Wellcome Trust Sanger Institute, Wellcome Trust Genome Campus, Hinxton, Cambridge CB10 1SA, UK.
Bioinformatics. 2009 Aug 15;25(16):2074-5. doi: 10.1093/bioinformatics/btp344. Epub 2009 Jun 3.
Here, we present a method for estimating the frequencies of SNP alleles present within pooled samples of DNA using high-throughput short-read sequencing. The method was tested on real data from six strains of the highly monomorphic pathogen Salmonella Paratyphi A, sequenced individually and in a pool. A variety of read mapping and quality-weighting procedures were tested to determine the optimal parameters, which afforded > or =80% sensitivity of SNP detection and strong correlation with true SNP frequency at poolwide read depth of 40x, declining only slightly at read depths 20-40x.

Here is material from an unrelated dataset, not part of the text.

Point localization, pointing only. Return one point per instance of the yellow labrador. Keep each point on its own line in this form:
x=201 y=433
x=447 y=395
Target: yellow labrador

The method was implemented in Perl and relies on the opensource software Maq for read mapping and SNP calling. The Perl script is freely available from ftp://ftp.sanger.ac.uk/pub/pathogens/pools/.
在这里,我们提出了一种使用高通量短读测序对混合 DNA 样本中 SNP 等位基因频率进行估计的方法。该方法在六种高度单态的病原体副伤寒 A 沙门氏菌的真实数据上进行了测试,这些数据分别进行了测序和混合测序。测试了各种读取映射和质量加权程序,以确定最佳参数,这些参数在 40x 的全池读取深度下提供了 > =80%的 SNP 检测灵敏度和与真实 SNP 频率的强相关性,在 20-40x 的读取深度下仅略有下降。
该方法是用 Perl 实现的,依赖于 Maq 开源软件进行读取映射和 SNP 调用。Perl 脚本可从 ftp://ftp.sanger.ac.uk/pub/pathogens/pools/ 免费获取。